Birinci Dünya Savaşı'ndan yenik çıkmış Almanya'da, Edmund Husserl'in asistanı iken 1923'te Marburg Üniversitesi'nde profesör oldu. Profesör oluşundan dört yıl sonra da temel yapıtı Varlık ve Zaman yayımlandı. Varlık ve Zaman'a kaynaklık eden derslerini Marburg Üniversitesi'nde verdiğini düşünebileceğimiz Heidegger'in bu dersler boyunca fenomenoloji, mantık, antik felsefenin temel kavramları, Platon, Aristoteles, Thomas Aquinas, Immanuel Kant üzerinde durduğunu görüyoruz.1929 Ekonomik Bunalımı ile çöküş sürecine giren 3. Reich Almanya'sında 1928'de Edmund Husserl'den boşalan kadroya atanarak Freiburg Üniversitesi'ne giren ve 1933 yılında ise Nazilerin partisi olan Nasyonal Sosyalist Parti (NSDAP)'ye kısa bir süreliğine de olsa üye olan Heidegger aynı yıl Freiburg Üniversitesi'nde de rektördür. Ünlü rektörlük konuşmasında Yunanlılardaki büyük başlangıç (Anfang) meselesini açar. Ona göre bilimler bilgi nesneleri açısından birliktelikleri kaybetmiş, üniversiteler de bu parçalanmadan mustarip bir hâle gelmişler ve bilimin özü unutulmuştur.
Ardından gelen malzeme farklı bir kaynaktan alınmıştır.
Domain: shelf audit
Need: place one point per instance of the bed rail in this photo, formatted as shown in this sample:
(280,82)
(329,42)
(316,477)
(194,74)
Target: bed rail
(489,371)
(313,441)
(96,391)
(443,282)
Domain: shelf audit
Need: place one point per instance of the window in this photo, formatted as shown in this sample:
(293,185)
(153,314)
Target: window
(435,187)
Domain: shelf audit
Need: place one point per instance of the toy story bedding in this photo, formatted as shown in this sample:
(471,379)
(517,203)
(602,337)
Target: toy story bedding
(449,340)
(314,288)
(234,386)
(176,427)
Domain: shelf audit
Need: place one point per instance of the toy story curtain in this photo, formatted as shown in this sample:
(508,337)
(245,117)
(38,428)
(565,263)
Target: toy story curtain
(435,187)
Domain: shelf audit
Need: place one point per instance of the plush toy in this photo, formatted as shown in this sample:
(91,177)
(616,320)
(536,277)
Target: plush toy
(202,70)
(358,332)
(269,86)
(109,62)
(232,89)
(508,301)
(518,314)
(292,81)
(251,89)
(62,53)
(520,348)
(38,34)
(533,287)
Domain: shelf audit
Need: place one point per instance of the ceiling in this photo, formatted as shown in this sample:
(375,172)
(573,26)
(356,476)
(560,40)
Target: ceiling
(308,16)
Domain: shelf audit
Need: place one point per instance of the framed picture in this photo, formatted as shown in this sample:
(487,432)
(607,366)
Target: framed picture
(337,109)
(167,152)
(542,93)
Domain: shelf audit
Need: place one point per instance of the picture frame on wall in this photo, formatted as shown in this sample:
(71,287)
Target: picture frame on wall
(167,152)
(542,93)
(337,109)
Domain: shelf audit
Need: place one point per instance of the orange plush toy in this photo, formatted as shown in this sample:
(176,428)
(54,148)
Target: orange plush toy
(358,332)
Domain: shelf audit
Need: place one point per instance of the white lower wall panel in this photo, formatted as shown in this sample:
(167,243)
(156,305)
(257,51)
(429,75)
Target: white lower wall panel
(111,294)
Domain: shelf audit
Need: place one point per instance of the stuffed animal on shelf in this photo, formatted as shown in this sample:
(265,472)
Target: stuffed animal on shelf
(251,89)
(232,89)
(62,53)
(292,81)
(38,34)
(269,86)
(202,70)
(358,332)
Üniversitelerin ve bilimin doğru temellere oturtulması gerektiğini savunan Heidegger Yunanların "büyük başlangıç" dediği o başlangıcı Alman halkının yapabileceğini öne sürer, kendi rektörlüğüne böyle bir paye biçer, fakat bir yıl sonra Nasyonal Sosyalist Parti'nin kendi taleplerini karşılayamadığı gerekçesiyle istifa eder, lakin parti aleyhine de konuştuğu hiç görülmez. İkinci Dünya Savaşı'nda Nazilerin yenilmesiyle birlikte üniversitede görev yapması engellenen Heidegger, 1950'de Karl Jaspers'ın çabalarıyla tekrar üniversiteye dönebilmiştir. Başta Varlık ve Zaman, Kant ve Metafizik Problemi, Metafizik Nedir? gibi Heidegger'in modern felsefede etkinlik kazanmasına yol açmış eserlerinin ilk yayım tarihi iki dünya savaşı arasındadır ve ders seminerlerinin birçoğunu da iki dünya savaşı arasında verdiği açıktır. Birinci Dünya Savaşı'nın çözemediği sorunları çözmek üzere bir dünya savaşı daha gerekmiş ama sorunlar yine de çözülemeden olduğu gibi kalmıştır. İkinci Dünya Savaşı sonrasında ise dünya tekno-kapitalizme ve onun ikiz kardeşi komünizme teslim olmuştur. Heidegger için "bizi bir tanrının kurtarması" nı beklemekten başka çare yoktur.

NEYİ DEĞİŞTİRDİ?

Modern felsefede Kant'tan Heidegger'e kadar olan sürede etkinlik kazanan disiplinin genellikle epistemolojidir; hatta felsefe yapmak kimilerine göre bilginin nihai kesinliğinin şartlarını göstermeye çalışmak, yani bu şartları belirleyen bir epistemoloji geliştirmek anlamına gelir. Ayrıca Salt Aklın Eleştirisi'yle berhava ettiği Woolf-Leibnizci metafizik anlayışlar sebebiyle kendisinden sonra gelenlerin felsefe çalışmalarında artık pek kimsenin itibar etmediği "metafizik" kavramını Heidegger'in negatif bir şekilde de olsa tekrar canlandırdığı görülür. Artık Heidegger'in Batı Metazifiği dediği bir tür tekno-bilimsel düşünüm zihinlerimize egemendir.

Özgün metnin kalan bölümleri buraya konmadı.